In this embodiment, the transmission plate 64 is formed of an aluminum plate, but the present invention is not limited to this, and a metal plate such as copper may be used. In this case, the heat radiation effect can be further enhanced.

Further, the material of the heat conductive rubber in the present invention is not particularly limited to the above-mentioned embodiment, and each heat conductive rubber is in close contact with the heat transfer plate 64, the side plates 26, 27, etc. to have a heat path resistance. It should be something that makes it smaller.

Besides, in the present embodiment, an example in which the present invention is applied to the FA device has been shown, but the present invention is not limited to this, and can be applied to, for example, an image processing device as in the embodiment.

[0074]

As described above, according to the present invention, since the radiating fins are provided on each wall plate of the camera housing, the heat generated from the electronic components in the camera housing is transmitted to the wall boards, and these wall boards are mounted. Is emitted to the atmosphere through the radiation fins.

Therefore, it is not necessary to provide a ventilation hole in the camera housing as a heat dissipation structure or to set the outer dimensions of the camera housing to a large size as in the conventional case, so that the quality is guaranteed for a long period of time. It is possible to prevent the size of the entire camera from increasing.
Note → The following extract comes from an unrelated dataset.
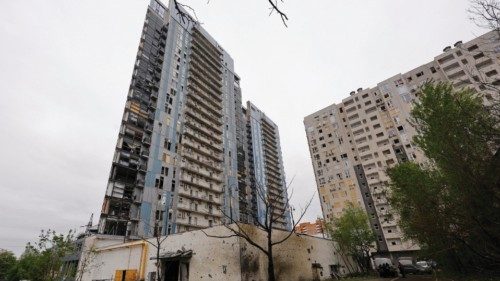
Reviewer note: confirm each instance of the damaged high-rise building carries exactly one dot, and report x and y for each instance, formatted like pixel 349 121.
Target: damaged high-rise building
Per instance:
pixel 353 142
pixel 187 154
In claim 2, a part of the radiation fins is
It is formed by heat dissipation plates facing the wall plate, and since these heat dissipation plates are attached to the wall plates via columns, air paths that are opened horizontally and vertically between the wall plates and the heat sink by these columns. Is formed, and the same heat dissipation effect can be obtained when the camera housing is in the horizontal and vertical postures.

[Brief description of drawings]

1A and 1B are a longitudinal sectional view and a lateral sectional view showing a heat dissipation structure of a video camera according to the present invention.

FIG. 2 is a sectional view showing an image sensor of a heat dissipation structure of the video camera according to the present invention.

FIG. 3 is a sectional view showing a front plate of the video camera.

FIG. 4 is an exploded perspective view showing the entire video camera.

FIG. 5 is a perspective view showing the appearance of a video camera.

6A and 6B are a plan view and a front view showing the entire video camera.

7A and 7B are a right side view and a bottom view showing the entire video camera.

[Explanation of symbols]

 3 ... Upper wall plate 4 ... Lower wall plate 5, 6 ... Side wall plate 7 ... Camera housing 11 ... CCD 12, 12a, 12b ... Printed circuit board 16, 24 ... Radiating fins 28, 29 ... Radiating plate 33, 34 ... Strut 35 … Heat transfer block E… Integrated circuit element M… Video camera

Claims (2)

[Claims] 1. A video camera having a camera housing having upper, lower, left and right wall plates facing each other and containing electronic components, wherein heat dissipation fins are provided on each wall plate of the camera housing. Characteristic video camera heat dissipation structure. 2. A part of the heat dissipation fins is formed by a heat dissipation plate facing the wall plate, and the heat dissipation plate is attached to the wall plate via a column. The heat dissipation structure for the video camera according to claim 1.